Events draw near, at the memory of which you sigh--or even groan
perhaps--to-day, when three years have passed.
For this page is written on the morning of April 8, 1868.
This day, three years ago, Lee was staggering on in sight of
Appomattox.
X.
AEGRI SOMNIA.--MARCH, 1865.
These letters and figures arouse terrible memories--do they not,
reader? You shudder as you return in thought to that epoch, provided
always that you then wore the gray, and not the blue. If you wore the
blue, you perhaps laugh.
The South had reached, in this month of March, one of those periods
when the most hopeful can see, through the black darkness, no single
ray of light.

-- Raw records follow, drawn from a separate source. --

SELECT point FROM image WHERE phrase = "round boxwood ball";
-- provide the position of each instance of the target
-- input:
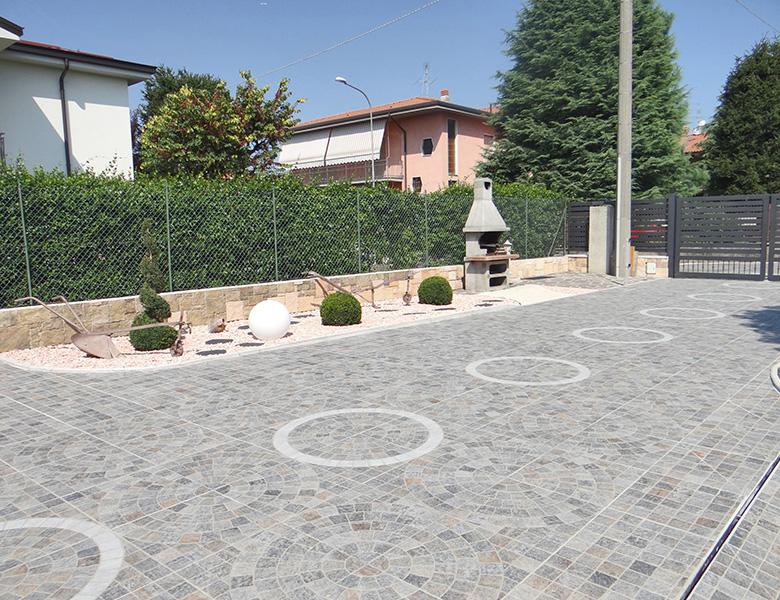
(153, 338)
(435, 290)
(340, 309)
(154, 305)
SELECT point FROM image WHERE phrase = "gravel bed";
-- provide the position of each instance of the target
(237, 338)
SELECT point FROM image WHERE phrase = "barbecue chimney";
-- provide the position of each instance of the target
(486, 264)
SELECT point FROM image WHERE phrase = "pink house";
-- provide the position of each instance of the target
(420, 144)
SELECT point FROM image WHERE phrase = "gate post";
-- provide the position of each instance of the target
(765, 235)
(601, 228)
(671, 234)
(772, 229)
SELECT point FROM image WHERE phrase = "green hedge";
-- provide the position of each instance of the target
(83, 231)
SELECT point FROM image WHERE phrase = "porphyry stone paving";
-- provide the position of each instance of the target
(614, 483)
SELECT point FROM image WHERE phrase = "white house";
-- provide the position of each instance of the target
(64, 109)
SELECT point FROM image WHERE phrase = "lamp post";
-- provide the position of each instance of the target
(623, 217)
(340, 79)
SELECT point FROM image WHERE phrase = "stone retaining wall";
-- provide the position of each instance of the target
(33, 326)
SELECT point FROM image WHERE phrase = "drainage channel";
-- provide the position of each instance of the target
(744, 507)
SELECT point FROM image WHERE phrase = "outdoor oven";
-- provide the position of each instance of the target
(486, 262)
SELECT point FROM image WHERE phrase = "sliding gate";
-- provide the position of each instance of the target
(724, 237)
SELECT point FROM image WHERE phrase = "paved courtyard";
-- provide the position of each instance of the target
(524, 452)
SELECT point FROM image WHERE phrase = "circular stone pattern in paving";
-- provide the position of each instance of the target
(50, 558)
(579, 372)
(373, 551)
(622, 335)
(723, 297)
(396, 425)
(679, 313)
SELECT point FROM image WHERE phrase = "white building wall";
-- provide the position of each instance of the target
(31, 118)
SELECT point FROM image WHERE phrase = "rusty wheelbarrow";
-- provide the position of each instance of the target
(96, 344)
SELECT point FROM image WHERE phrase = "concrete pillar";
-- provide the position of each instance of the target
(601, 244)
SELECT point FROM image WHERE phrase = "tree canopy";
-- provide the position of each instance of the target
(557, 116)
(206, 131)
(164, 81)
(743, 145)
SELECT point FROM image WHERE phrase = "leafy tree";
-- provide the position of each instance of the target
(743, 147)
(164, 81)
(557, 118)
(210, 133)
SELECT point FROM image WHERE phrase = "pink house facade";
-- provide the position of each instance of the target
(420, 144)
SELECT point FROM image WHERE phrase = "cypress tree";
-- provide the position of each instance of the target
(557, 117)
(743, 147)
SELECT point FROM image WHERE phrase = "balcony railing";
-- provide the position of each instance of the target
(358, 172)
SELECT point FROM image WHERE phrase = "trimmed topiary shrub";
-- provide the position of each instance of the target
(340, 309)
(154, 304)
(156, 309)
(154, 338)
(435, 290)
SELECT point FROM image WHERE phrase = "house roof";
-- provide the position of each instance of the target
(415, 104)
(11, 26)
(49, 50)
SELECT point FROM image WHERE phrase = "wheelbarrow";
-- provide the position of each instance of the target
(96, 344)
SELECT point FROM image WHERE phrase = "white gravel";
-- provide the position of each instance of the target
(237, 338)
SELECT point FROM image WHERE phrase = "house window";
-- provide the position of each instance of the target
(452, 135)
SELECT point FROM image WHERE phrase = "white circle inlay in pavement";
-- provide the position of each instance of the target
(582, 334)
(583, 372)
(282, 439)
(708, 314)
(112, 553)
(752, 285)
(723, 297)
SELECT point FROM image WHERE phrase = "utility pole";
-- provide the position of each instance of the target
(623, 212)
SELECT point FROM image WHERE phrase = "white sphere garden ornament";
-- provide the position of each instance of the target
(269, 320)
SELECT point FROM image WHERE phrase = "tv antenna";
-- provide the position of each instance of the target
(426, 81)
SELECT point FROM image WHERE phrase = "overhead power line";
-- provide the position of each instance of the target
(353, 38)
(757, 16)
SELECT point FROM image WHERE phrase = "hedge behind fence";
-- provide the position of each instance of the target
(83, 232)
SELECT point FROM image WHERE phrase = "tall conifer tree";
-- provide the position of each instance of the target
(743, 149)
(557, 118)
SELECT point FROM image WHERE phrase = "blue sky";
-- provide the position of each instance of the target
(463, 41)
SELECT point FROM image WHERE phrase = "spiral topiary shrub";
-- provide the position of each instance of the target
(340, 309)
(153, 338)
(435, 290)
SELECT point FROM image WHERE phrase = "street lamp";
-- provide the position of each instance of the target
(343, 80)
(625, 91)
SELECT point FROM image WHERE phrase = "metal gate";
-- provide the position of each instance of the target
(723, 237)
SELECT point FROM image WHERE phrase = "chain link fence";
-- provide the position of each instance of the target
(82, 238)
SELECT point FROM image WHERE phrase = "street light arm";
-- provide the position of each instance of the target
(359, 90)
(370, 120)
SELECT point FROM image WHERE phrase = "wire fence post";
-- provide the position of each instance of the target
(427, 248)
(168, 236)
(276, 235)
(360, 252)
(24, 238)
(525, 253)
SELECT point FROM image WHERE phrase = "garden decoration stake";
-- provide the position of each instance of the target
(178, 346)
(315, 275)
(98, 345)
(407, 297)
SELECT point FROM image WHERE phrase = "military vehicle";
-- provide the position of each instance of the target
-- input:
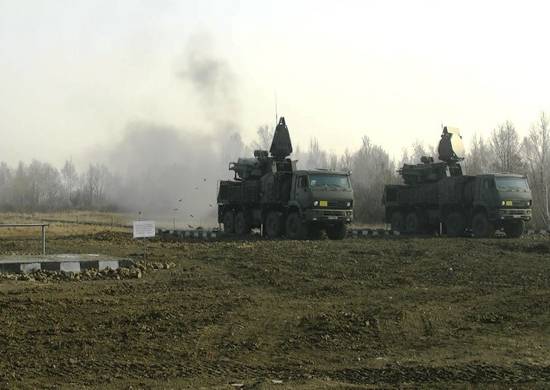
(269, 193)
(437, 196)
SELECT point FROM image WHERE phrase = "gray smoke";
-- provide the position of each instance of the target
(163, 167)
(213, 80)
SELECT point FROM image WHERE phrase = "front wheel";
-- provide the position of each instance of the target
(482, 227)
(514, 229)
(337, 232)
(456, 224)
(229, 222)
(273, 224)
(241, 224)
(397, 222)
(295, 228)
(412, 223)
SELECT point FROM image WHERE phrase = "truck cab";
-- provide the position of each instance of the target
(501, 201)
(324, 198)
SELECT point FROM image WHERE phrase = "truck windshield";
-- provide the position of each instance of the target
(329, 181)
(507, 184)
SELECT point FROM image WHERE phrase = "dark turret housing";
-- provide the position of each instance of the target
(269, 193)
(436, 196)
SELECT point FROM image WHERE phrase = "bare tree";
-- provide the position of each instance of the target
(536, 147)
(505, 147)
(69, 178)
(478, 158)
(372, 169)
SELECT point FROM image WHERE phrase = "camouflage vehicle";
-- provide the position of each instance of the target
(436, 195)
(269, 193)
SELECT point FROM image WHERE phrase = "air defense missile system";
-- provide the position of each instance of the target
(268, 192)
(437, 196)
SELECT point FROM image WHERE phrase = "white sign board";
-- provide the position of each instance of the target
(144, 229)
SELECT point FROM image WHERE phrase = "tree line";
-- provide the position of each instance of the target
(39, 186)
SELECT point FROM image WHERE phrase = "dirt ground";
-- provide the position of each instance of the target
(360, 313)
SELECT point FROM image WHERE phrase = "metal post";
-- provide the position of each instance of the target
(44, 240)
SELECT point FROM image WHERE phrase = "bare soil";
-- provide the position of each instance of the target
(352, 314)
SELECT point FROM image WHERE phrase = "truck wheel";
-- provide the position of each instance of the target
(397, 222)
(314, 232)
(482, 227)
(456, 224)
(337, 232)
(295, 228)
(412, 223)
(514, 229)
(229, 222)
(241, 224)
(273, 224)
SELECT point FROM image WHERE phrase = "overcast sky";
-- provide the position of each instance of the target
(73, 74)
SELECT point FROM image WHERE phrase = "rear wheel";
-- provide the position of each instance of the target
(295, 228)
(273, 224)
(337, 232)
(514, 229)
(397, 222)
(229, 222)
(456, 224)
(314, 232)
(482, 227)
(241, 224)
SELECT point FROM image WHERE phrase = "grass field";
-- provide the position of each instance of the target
(360, 313)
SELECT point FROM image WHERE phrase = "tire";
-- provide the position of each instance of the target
(229, 222)
(397, 222)
(314, 232)
(412, 223)
(295, 228)
(242, 227)
(514, 229)
(337, 232)
(273, 224)
(456, 224)
(482, 227)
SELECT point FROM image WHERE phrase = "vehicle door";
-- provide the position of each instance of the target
(303, 195)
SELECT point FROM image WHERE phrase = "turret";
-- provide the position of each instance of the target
(262, 163)
(451, 152)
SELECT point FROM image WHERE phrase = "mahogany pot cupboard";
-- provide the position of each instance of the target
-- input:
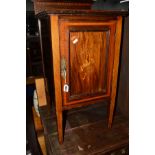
(84, 48)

Throughout the winter, the government had made unceasing
efforts to bring out the resources of the country--efforts honest and
untiring, if not always judicious--but as the days, and weeks, and
months wore on, it became more and more evident that the hours of the
Confederacy were numbered. The project of employing negro troops, which
Congress long opposed, had been adopted at last, but only in time to be
too late. The peace commissioners had held their interview with
Lincoln, but effected nothing. The enemy continually advanced toward
the achievement of their end. Sherman had safely made his famous "march
to the sea"--Savannah and Charleston had fallen--the western army was
about to unite with the army of Grant at Petersburg.